Ilias est sourd et muet, comme sa mère Maria. Tous deux
vivent dans une petite maison crétoise, loin de tout. Maria est en bout de
course. Totalement sénile. Ilias s’en occupe comme il peut. Dans la journée, il
répare les camions venus trouver secours au seuil de son petit atelier. Le
soir, il pêche dans les criques avec sa vieille barque. Un jour, entre deux
falaises, Ilias entend le souffle du vent : « ses deux tympans s’ouvrirent,
cravachés d’un coup de grisou expulsé du puisard. Quelque chose venait de
hurler qu’il reconnut pour un bruit, le premier, entré dans sa tête. Un bruit
neuf, distinct, pas de ces borborygmes claustrés tout le jour dans son immense
caisse de résonance intérieure […] Un son intelligible, venu de l’extérieur. »
Une impression nouvelle qui le bouleverse…
Que se passe-t-il dans ce court roman ? Pas grand-chose
à vrai dire. La vie qui s’écoule, paisible. Silencieuse.
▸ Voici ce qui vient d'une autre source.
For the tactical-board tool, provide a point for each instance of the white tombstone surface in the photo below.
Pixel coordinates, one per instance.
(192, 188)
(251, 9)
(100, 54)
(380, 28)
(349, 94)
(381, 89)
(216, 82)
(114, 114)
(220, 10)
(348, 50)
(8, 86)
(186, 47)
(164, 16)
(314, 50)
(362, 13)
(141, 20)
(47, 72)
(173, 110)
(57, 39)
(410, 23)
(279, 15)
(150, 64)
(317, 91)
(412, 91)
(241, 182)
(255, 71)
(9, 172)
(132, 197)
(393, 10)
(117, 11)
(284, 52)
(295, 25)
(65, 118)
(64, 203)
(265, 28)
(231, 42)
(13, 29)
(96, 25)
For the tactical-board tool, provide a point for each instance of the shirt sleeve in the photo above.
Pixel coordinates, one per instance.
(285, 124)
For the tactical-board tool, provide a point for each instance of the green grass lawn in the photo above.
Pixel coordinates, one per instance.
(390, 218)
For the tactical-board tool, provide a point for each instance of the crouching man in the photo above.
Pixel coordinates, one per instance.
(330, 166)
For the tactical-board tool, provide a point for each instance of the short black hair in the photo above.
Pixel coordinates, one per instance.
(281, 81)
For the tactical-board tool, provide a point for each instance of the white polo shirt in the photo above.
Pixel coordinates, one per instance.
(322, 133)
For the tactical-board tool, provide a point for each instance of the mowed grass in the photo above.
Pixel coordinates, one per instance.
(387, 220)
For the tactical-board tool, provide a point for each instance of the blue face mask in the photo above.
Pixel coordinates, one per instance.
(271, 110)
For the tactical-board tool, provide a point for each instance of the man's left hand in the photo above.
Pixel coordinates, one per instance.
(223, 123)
L’écaillage d’un
mérou, la réparation d’un camion, l’agonie d’une dorade, une séance de manucure,
tout est prétexte à décrire le moindre geste, le moindre mouvement. Une
écriture sensorielle à l’incroyable force d’évocation. C’est poétique sans être
ronflant, imagée sans tomber dans la banale compilation de descriptions. Ça pourrait
être très lourd, ça pourrait être de la pure esbroufe, de l’exercice de style
sans âme. C’est au contraire une déclaration d’amour à la langue et au pouvoir
enchanteur des mots. On sent un auteur exigeant, orfèvre, ciselant chaque
phrase avec minutie et prenant un évident plaisir à le faire. Tout est là, je
pense. Michel Jullien joue avec un lexique foisonnant, il créé une musicalité
qui enchante et force l’admiration. Et le lecteur de se régaler de ces petits
riens si joliment troussés. Juste somptueux.
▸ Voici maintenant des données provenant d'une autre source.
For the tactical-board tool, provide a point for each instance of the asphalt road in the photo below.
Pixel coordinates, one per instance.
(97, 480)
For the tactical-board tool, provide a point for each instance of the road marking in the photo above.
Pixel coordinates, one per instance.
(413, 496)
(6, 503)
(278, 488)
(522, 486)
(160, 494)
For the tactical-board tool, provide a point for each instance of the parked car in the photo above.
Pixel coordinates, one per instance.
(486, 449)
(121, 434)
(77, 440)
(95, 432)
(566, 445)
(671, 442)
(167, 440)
Yparkho de Michel Jullien. Verdier, 2014. 137 pages. 13,50
euros.
Quelques extraits, j’aurais pu recopier des dizaines de
pages :
« Plus que le silence familial, plus que leur défaut d’ouïe,
Ilias et Maria partagent le peu de choix de leur vie d’élection, cet endroit
délaissé, cette maison bâtie sous un virage en épingle à cheveux dont l’accotement
verse parfois sur la toiture. Mère et fils ne se voient pas, non qu’ils s’ignorent :
leur mutuelle surdité les en dispense, et puis manger force à regarder en bas. Ils
n’ont jamais mis au point de gestations codées, de mimes, nulle distorsion de
faciès pour un verbe, nulle agitation buccale où lire un mot, pantomine de
lèvres, nul mouvement impudique de langue comme l’ont les sourds discutant
entre eux à qui se coupe la parole. Il ne rient ni ne se consolent. Muets au
pas de la mer, ils partagent leur pudibonderie depuis une quarantaine d’années… »
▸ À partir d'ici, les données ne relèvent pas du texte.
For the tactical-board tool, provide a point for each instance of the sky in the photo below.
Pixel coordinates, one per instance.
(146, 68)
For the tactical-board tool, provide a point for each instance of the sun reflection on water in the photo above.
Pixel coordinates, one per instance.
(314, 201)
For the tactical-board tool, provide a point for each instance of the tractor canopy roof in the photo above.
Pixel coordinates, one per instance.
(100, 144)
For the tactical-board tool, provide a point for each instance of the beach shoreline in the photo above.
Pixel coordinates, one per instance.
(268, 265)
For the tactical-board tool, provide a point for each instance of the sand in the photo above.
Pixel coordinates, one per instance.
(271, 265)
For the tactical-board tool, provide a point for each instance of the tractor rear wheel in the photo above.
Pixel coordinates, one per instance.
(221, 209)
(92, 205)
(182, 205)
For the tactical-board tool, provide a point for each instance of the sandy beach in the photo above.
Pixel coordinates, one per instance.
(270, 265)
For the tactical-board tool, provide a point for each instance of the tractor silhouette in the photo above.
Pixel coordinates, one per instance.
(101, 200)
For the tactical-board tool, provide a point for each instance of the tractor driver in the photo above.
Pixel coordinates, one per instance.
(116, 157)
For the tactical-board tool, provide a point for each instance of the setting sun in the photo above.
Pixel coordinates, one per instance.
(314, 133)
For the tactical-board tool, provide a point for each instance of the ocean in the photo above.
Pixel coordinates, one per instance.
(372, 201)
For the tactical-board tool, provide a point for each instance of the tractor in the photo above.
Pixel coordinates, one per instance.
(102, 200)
« Sur la barge de peu de pente, au départ de la barque, six
chats postés tenaient l’air de ne surtout pas être là, sur pattes ou mal
alanguis, la babine agitée d’un flegme sardonique. […] L’un d’eux s’étira, le
dos en plein cintre, comme s’il allait quitter la place mais l’alibi de
l’indolence le fit s’asseoir exactement là où il venait de se lever,
seigneurial et galeux. Un autre boulé sur ses croûtes se pelageait le croupion
de bonne foi, l’aine béante, une gigolette en l’air, cessant soudain ses lècheries
pour regarder la barque s’éloigner, une lunule de langue figée entre ses dents.
»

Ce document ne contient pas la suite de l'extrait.